The 'World Inequality Report 2022', placed the country among the most unequal countries in the world, with rising poverty and an 'affluent elite.' According to that report, the income inequality in India under the British colonial rule (1858-1947) was extreme, with a top 10% income share around 50%. Socialist-inspired five-year plans after India’s independence did help to reduce the country’s equality gap to 35-40% but poor post-Independence economic conditions led to deregulation and liberalisation policies, resulting in “one of the most extreme increases in income and wealth inequality observed in the world.”

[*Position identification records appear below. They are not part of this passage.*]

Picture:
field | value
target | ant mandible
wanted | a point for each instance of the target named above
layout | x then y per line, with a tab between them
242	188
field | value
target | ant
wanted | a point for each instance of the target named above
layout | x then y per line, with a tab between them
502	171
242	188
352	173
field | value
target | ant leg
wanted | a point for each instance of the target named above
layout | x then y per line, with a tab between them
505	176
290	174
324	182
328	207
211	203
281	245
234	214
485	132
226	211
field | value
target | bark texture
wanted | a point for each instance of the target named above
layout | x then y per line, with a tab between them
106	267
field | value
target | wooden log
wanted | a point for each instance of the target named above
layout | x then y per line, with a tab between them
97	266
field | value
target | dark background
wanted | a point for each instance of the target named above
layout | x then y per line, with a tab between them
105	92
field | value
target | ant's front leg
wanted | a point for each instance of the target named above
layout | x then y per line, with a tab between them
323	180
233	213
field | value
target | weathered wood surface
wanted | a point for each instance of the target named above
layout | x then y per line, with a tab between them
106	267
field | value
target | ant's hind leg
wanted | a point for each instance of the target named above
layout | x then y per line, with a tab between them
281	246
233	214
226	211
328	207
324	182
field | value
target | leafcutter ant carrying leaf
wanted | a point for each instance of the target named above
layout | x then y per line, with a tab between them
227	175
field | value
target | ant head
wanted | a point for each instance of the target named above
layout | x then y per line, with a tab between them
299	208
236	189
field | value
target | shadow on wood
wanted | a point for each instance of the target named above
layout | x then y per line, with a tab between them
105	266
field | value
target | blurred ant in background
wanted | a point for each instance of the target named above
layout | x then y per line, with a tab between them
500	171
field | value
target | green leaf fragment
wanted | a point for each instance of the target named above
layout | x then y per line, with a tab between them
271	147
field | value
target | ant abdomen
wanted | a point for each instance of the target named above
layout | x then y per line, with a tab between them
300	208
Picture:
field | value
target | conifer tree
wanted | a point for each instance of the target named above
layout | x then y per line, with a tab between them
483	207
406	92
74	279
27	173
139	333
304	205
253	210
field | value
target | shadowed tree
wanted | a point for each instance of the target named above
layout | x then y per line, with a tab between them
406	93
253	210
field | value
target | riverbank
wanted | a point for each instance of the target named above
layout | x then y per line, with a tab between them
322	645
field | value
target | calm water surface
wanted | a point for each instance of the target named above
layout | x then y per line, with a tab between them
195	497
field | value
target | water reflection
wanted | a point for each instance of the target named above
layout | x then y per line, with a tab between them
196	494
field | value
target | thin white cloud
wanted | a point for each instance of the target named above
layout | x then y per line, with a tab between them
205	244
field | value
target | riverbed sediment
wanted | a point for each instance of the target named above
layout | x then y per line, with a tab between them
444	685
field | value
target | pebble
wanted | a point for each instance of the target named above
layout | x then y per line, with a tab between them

Gautam Chikermane, the vice president at the Observer Research Foundation, postulates that the political focus on wealth redistribution before wealth creation was part of the reason for India’s success in closing the equality gap, writing, “Between 1977 to 2022, India’s Gini Index declined from 29.7 to 25.5, marking a shift towards using wealth creation as a lever for wealth redistribution. India can be seen as a geography where capitalism is not at cross purposes with democracy. This, he says, has ensured that, “India is the most equitable society it has had in the past 45 years.”